Jika Ahok kita umpamakan sebagai sebutir beras, maka calon-calon penantang Ahok kita ibaratkan sebagai segunung gabah yang baru saja diusung dari mesin perontok. Untuk mencari sebutir beras dari gabah yang bernas dan berkualitas, dibutuhkan proses panjang dan akan menguras energi.
Siapapun yang ingin mendaftar sebagai peserta konvensi diterima dengan baik—tentunya dengan syarat-syarat. Mayoritas peserta menyetujui syarat-syarat itu. Memang ada peserta yang yang mengundurkan diri sebelum konvensi, lantaran tidak bersedia membayar administrasi—yang katanya 5 juta rupiah itu.
Ibarat padi, sebelum di huller untuk dijadikan butiran-butiran beras, terlebih dahulu disortir atau dibersihkan dari sampah-sampah. Kalau dalam konvensi mungkin seleksi administrasi dan menyerahkan persyaratan yang telah ditentukan—tentu juga disepakati bersama.
Secara tradisional petani membersihkan padi dengan cara dihembus dengan kipas manual, bisa juga dengan menggunakan motor listrik (saya pernah membuat kipas tersebut. Prosesnya sederhana, pertama gabah yang masih bercampur dimasukkan ke bak penampung. Dalam konvensi pasti tidak sesederhana itu.
Dari bak penampung melalui klep atau pintu yang dapat distel gabah atau padi akan turun sedikit demi sedikit seraya dihembus angin dari kipas yang telah dihidupkan atau diputar secara manual (dikerjakan oleh dua orang) sebelumnya. Jika fit and proper test dilakukan oleh para ahli atau spesialis bidang yang akan ditanyakan, mungkin.

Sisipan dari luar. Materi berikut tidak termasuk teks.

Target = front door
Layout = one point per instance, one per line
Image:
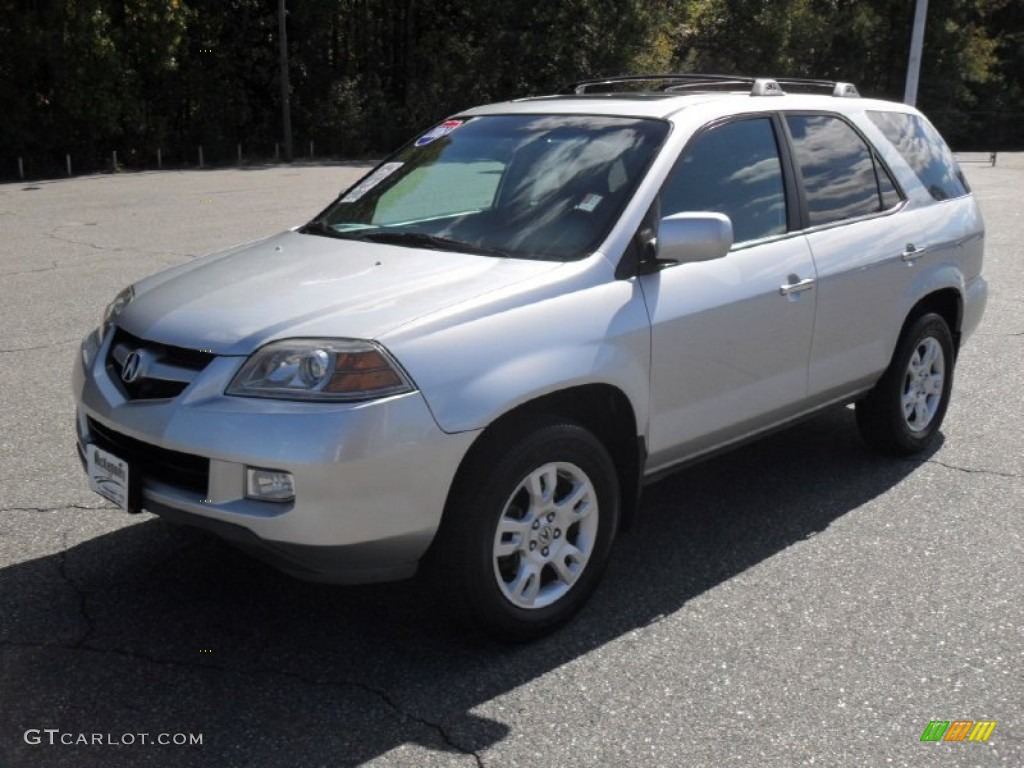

Proses pengipasan akan memisahkan antara padi atau gabah-gabah yang mentes (bernas) dan yang gabug (kosong). Gabah yang bernas—karena lebih berat—akan jatuh pada corong pertama dan berikutnya. Dan yang gabug (kosong) semakin mudah diterbangkan keluar dari cerobong dan dianggap sebagai sampah. Sedangkan dalam ajang konvensi yang diadakan oleh PDIP hanya akan menghasilkan 5 peserta yangmentes(bernas), sementara sisanya terbang melayang-layang hanya (sambil) menghambur-hamburkan uang. Jangan-jangan yang lima gabug juga....hahahaha.
Setelah didapat gabah yang bernas untuk dijadikan beras, proses selanjutnya dibawa ke huller (beberapa masih ada juga yang menumbuk dengan menggunakan alu kincir air) untuk memecah atau membuang kulit-kulit gabah. Tahapan terakhir untuk mendapatkan beras bermutu atau layak konsumsi beras kembali dibersihkan atau dipisahkan dari melukut, sekam dedak dan sebagainya. Dalam konvensi mencari kandidat gubernur DKI yang diadakan oleh PDIP, setelah didapatkan 5 peserta yang dianggap mampu mengalahkan sang petahana, ada 4 orang terpilih yang harus dieliminasi, artinya hanya satu orang yang akan diusung oleh PDIP (plus koalisinya). Celakanya, proses panjang ribet dan rumit itu keputusan akhir ada diujung pinset sang Ketua Umum PDIP. Akhirnya, setelah mengikuti konvensi dan berhasil menjadi 5 besar malah sport jantung. Jangan-jangan......jangan-jangan.....hanya dijadikan wakil saja, atau malah tidak dijimpit sama sekali oleh sang penyelenggara konvensi. Hehehehe rasakno.